My heart sank, what an impossible decision. I was always a pawn, but he had only just started to decide to play chess. Except it wasn’t normal chess where each opponent has a fair shot, it was a game in which, I wasn’t a player but a piece. I knew what it was that I had to do but for some reason, that didn’t make it any easier. I wanted to melt away, disappear into the floorboards and pretend I was anyone but me. I held my breath and swallowed the lump in my throat as I said “Fine, I will move in with you, just please stop this madness”
“Very well” he said. He went out to his porch, yelled out to Sakani and just like that it was over, the madness ended sooner than it had begun.
This was the last straw, this illusion of freedom I thought that I possessed was just that, merely an illusion. I was powerless to better my family’s predicament in my present circumstances, I had to get away. It was as if my father were a stableperson and I am the chained-up horse with the carrot that is my freedom being constantly dangled in front of me, forever just out of reach.
I raced to come to my brother’s aid and he, completely unaware of the life-altering decision that I had just made, said “See, I told you…Pear, everything was going to be fine” he said in a rather moribund fashion. It wasn’t the time or the place nor did I have the heart to tell him what I had just agreed to. I didn’t even want to think about telling mama, it might just break her.

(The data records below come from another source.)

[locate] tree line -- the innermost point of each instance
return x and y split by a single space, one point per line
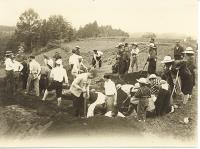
35 33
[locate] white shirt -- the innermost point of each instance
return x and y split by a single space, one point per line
49 62
126 88
135 51
74 59
98 54
34 67
100 100
17 66
110 88
9 64
58 74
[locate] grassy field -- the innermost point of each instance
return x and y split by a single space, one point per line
46 120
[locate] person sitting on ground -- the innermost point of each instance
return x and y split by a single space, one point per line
142 94
77 67
58 76
154 84
134 56
97 105
111 95
79 89
97 58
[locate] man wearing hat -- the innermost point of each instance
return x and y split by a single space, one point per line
34 76
9 73
77 48
97 58
142 94
17 68
152 58
134 55
80 91
58 76
25 72
191 64
178 51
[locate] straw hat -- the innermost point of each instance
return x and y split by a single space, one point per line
59 62
152 76
142 81
189 50
167 59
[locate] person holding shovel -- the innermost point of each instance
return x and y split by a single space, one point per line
80 90
97 58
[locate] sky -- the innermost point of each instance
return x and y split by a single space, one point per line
158 16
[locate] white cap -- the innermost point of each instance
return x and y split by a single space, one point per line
167 59
152 76
50 62
59 62
189 50
142 80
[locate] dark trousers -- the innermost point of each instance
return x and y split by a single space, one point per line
162 104
9 82
152 66
24 79
78 104
43 84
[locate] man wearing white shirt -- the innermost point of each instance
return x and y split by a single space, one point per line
97 58
74 59
34 75
17 68
134 56
111 94
9 73
58 75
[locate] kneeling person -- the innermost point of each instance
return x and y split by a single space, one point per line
57 74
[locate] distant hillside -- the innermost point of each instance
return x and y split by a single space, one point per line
7 28
161 35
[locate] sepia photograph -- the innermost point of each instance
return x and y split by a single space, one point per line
98 73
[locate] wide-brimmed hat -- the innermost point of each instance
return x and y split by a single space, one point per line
77 47
152 76
142 80
189 50
167 59
152 45
59 62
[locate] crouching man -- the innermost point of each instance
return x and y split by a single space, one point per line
57 75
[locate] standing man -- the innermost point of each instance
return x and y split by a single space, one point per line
24 72
58 75
134 55
178 51
111 94
34 76
79 90
77 48
17 68
152 58
97 58
9 73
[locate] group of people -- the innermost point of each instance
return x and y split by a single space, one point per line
149 96
127 56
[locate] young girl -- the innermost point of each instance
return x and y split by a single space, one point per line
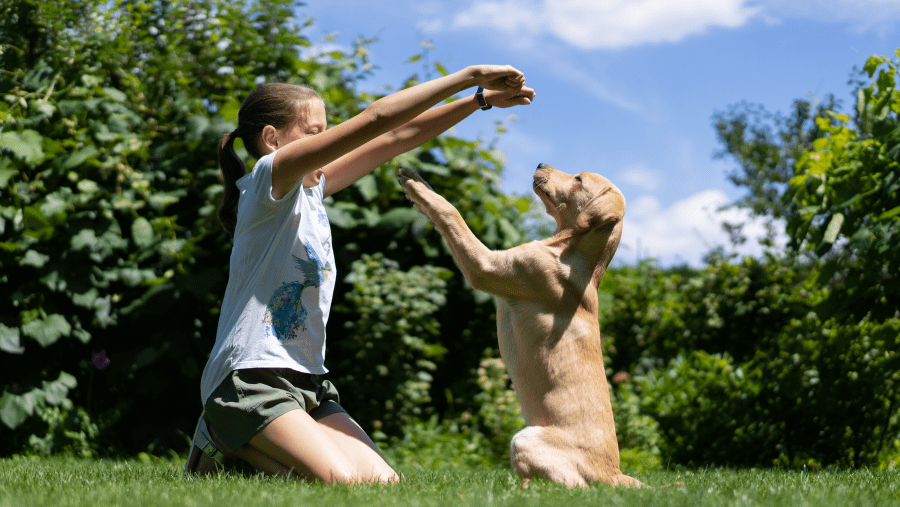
262 399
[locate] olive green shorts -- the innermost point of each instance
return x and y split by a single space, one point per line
247 400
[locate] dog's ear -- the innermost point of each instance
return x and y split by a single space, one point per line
601 211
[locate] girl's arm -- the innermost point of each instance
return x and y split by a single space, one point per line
296 159
354 165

We laid Nizam down on the kitchen room table on his stomach and began to apply herbs, warm water and dressings to his back. I don’t think he would’ve lasted much longer. His wounds were very deep, but he managed to pull through. As he slept, I managed to pack my things and kiss my mother who had only broken from her trance to tend to Nizam’s wounds. Now, she stared off into the distance, back into her usual, reserved state.

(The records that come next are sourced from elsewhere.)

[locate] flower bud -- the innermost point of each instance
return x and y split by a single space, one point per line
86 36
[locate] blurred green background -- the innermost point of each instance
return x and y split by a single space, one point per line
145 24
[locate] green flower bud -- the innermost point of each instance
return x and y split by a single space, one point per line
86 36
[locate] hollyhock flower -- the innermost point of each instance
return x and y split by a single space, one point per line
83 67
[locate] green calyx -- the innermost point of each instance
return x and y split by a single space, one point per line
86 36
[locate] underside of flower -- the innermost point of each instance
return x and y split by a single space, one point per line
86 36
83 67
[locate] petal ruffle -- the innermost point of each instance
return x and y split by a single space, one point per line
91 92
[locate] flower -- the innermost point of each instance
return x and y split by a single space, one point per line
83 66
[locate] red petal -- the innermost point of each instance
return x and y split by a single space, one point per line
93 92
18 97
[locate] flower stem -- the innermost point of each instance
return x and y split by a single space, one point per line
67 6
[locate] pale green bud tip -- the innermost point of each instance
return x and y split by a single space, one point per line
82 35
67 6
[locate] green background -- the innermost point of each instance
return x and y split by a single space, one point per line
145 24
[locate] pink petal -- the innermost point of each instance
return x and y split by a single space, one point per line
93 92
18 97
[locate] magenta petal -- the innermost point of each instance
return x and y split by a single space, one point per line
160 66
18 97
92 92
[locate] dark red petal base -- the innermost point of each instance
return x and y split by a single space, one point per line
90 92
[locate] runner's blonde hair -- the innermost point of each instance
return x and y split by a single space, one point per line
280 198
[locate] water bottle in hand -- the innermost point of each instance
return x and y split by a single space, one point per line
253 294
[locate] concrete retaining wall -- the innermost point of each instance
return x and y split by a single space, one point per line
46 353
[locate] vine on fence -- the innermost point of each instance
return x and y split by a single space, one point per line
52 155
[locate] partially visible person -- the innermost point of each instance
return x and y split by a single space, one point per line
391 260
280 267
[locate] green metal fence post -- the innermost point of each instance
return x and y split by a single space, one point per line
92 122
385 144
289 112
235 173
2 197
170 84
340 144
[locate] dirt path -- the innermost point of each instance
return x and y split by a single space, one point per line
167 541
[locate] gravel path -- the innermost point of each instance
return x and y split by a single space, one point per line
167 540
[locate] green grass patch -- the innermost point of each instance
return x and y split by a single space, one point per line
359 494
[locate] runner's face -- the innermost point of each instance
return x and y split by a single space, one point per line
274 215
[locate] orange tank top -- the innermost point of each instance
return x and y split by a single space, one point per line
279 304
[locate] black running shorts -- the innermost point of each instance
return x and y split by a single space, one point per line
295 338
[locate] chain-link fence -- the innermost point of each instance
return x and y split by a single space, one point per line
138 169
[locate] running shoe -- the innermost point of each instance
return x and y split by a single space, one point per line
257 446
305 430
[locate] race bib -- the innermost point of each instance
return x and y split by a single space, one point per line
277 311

I arrived at my father’s house to a bedroom that was nothing like the shack that my mom and brother and I shared. It was pink and had satin sheets. It had a dresser, which I only had enough clothes to fill one drawer of. I didn’t sleep as I felt I was betraying my family and the softness of the bed felt unfamiliar. I awoke at sunrise and made my way to the pear tree long before the maid could wake me for the breakfast that could feed a whole plantation. I stopped in my tracks. He was there in his mischievousness, the shadows of the pear, dancing silhouettes across his cheekbones, Ali. Even just being in near proximity to him, made my entire body feel warm and my knees buckle. I could not describe the way he made me feel or how my heart seemed to thump with the rhythm of his calming yet enticing voice.
“Hey Amina, I knew you’d be here. How is it up there at the big house, all fancy and whatnot” he asked.
“You shouldn’t be here Ali, you know you aren’t allowed off the plantation.” I said half-heartedly out of both concern and excitement.
I knew he wasn’t allowed but it always made my stomach fill with butterflies and my cheeks get flushed whenever he snuck away.
“So you know I’ve been thinking about leaving for a while now and I know you won’t listen but I’m still going to ask again, I would really like it if you came along”, he asked.
Normally and on every other occasion I would dismiss him and make arguments about my family and how I could never leave them, but this was the first time ever in which, I was actually willing to listen.
“Well, let’s hear it” I said.
“Hear what?” he asked puzzled that I didn’t flat out say no.